The law never took effect after then–Mississippi governor Phil Bryant signed it in March 2018. US District Judge Carlton Reeves entered a series of orders blocking it at the time, writing in an opinion in November 2018 that the 15-week ban was “unequivocally” a violation of constitutional rights. He described it as a “disingenuous” effort by the state legislature to pass a law that officials knew was unconstitutional in the hopes of getting abortion back before the Supreme Court.

"The Court’s frustration, in part, is that other states have already unsuccessfully litigated the same sort of ban that is before this Court and the State is aware that this type of litigation costs the taxpayers a tremendous amount of money," Reeves wrote. "No, the real reason we are here is simple. The State chose to pass a law it knew was unconstitutional to endorse a decades-long campaign, fueled by national interest groups, to ask the Supreme Court to overturn Roe v. Wade."

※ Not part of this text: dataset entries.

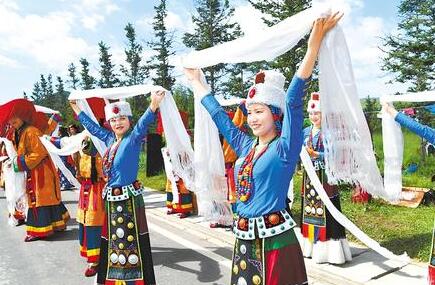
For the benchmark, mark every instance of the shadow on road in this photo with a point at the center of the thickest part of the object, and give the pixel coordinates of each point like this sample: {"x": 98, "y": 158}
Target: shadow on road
{"x": 173, "y": 257}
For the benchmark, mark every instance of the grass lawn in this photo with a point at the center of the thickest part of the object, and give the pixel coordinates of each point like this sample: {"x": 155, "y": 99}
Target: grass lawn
{"x": 397, "y": 228}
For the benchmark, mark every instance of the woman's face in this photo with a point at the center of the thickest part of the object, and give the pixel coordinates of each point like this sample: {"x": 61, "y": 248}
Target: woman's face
{"x": 15, "y": 122}
{"x": 260, "y": 119}
{"x": 316, "y": 118}
{"x": 120, "y": 125}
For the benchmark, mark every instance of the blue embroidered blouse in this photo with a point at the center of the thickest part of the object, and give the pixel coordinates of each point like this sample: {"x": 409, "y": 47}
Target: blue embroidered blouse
{"x": 126, "y": 163}
{"x": 274, "y": 169}
{"x": 423, "y": 131}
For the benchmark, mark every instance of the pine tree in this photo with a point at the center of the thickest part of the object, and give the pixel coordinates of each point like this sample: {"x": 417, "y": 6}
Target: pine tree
{"x": 108, "y": 78}
{"x": 73, "y": 79}
{"x": 43, "y": 85}
{"x": 162, "y": 45}
{"x": 49, "y": 86}
{"x": 212, "y": 26}
{"x": 88, "y": 81}
{"x": 134, "y": 73}
{"x": 410, "y": 54}
{"x": 371, "y": 108}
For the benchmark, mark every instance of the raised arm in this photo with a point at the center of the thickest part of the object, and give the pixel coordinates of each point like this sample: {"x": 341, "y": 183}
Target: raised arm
{"x": 35, "y": 153}
{"x": 96, "y": 130}
{"x": 141, "y": 128}
{"x": 237, "y": 139}
{"x": 291, "y": 139}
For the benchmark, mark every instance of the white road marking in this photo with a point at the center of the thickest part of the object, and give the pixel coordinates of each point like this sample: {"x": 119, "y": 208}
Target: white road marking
{"x": 190, "y": 245}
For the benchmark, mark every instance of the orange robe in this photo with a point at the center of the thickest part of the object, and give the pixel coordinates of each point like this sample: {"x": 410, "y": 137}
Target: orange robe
{"x": 46, "y": 210}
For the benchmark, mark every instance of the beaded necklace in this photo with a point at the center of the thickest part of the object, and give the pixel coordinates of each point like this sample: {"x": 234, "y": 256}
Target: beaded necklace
{"x": 244, "y": 176}
{"x": 319, "y": 144}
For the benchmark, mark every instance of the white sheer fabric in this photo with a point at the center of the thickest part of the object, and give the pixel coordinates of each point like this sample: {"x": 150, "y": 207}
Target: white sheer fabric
{"x": 69, "y": 146}
{"x": 337, "y": 85}
{"x": 349, "y": 153}
{"x": 178, "y": 141}
{"x": 170, "y": 174}
{"x": 393, "y": 154}
{"x": 352, "y": 228}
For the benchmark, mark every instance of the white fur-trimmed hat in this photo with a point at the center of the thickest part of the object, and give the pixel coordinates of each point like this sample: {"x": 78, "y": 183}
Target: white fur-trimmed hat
{"x": 314, "y": 103}
{"x": 117, "y": 109}
{"x": 268, "y": 89}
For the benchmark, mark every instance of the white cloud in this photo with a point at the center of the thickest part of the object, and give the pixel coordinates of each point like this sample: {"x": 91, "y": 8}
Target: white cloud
{"x": 174, "y": 22}
{"x": 90, "y": 22}
{"x": 249, "y": 19}
{"x": 94, "y": 12}
{"x": 9, "y": 62}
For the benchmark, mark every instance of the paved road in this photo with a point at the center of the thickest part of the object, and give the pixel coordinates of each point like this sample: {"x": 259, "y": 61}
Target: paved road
{"x": 185, "y": 252}
{"x": 179, "y": 256}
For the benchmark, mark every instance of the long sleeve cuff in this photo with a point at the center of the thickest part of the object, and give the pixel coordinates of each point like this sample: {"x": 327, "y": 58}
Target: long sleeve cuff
{"x": 296, "y": 91}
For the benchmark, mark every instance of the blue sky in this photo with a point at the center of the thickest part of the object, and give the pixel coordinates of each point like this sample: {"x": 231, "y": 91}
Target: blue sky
{"x": 45, "y": 36}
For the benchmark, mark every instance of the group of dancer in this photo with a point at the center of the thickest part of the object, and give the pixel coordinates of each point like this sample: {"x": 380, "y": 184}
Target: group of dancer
{"x": 113, "y": 229}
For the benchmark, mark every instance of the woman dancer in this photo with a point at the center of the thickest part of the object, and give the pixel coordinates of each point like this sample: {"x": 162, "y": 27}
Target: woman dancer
{"x": 266, "y": 249}
{"x": 125, "y": 255}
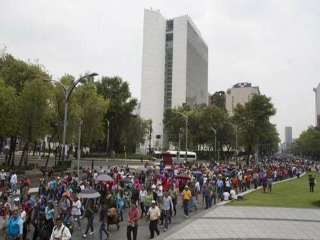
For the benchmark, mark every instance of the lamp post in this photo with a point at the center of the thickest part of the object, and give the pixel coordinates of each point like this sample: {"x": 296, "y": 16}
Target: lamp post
{"x": 236, "y": 128}
{"x": 186, "y": 119}
{"x": 67, "y": 90}
{"x": 79, "y": 141}
{"x": 108, "y": 137}
{"x": 215, "y": 140}
{"x": 316, "y": 105}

The case then went up to the US Court of Appeals for the 5th Circuit, which agreed with Reeves that previous Supreme Court rulings had been clear that states could not ban abortion before a fetus was viable.

“In an unbroken line dating to Roe v. Wade, the Supreme Court’s abortion cases have established (and affirmed, and re-affirmed) a woman’s right to choose an abortion before viability. States may regulate abortion procedures prior to viability so long as they do not impose an undue burden on the woman’s right, but they may not ban abortions. The law at issue is a ban,” Judge Patrick Higginbotham wrote for the court.

Even Judge James Ho, who was confirmed to the 5th Circuit under Trump and swiftly established himself as a leading conservative voice on the federal bench, wrote separately to indicate he was sympathetic to Mississippi lawmakers but was “required” to uphold the ruling against the state. Ho noted that Mississippi’s lawyers hadn’t asked the court to hold oral arguments, a sign that the state expected to lose on its way to getting to the Supreme Court.

“I am forced to agree with the majority’s application of Supreme Court precedent to this recently enacted and sincerely motivated law, and to conclude that we are duty bound to affirm the judgment,” Ho wrote.

The justices declined to take up two other questions that Mississippi had asked the court to weigh in on, leaving the door open to future abortion fights: what standard courts should use to analyze previability abortion bans, and whether abortion providers should be able to challenge these types of laws as third parties.

The court hasn’t announced a schedule yet for hearing arguments for the next term, which begins in October.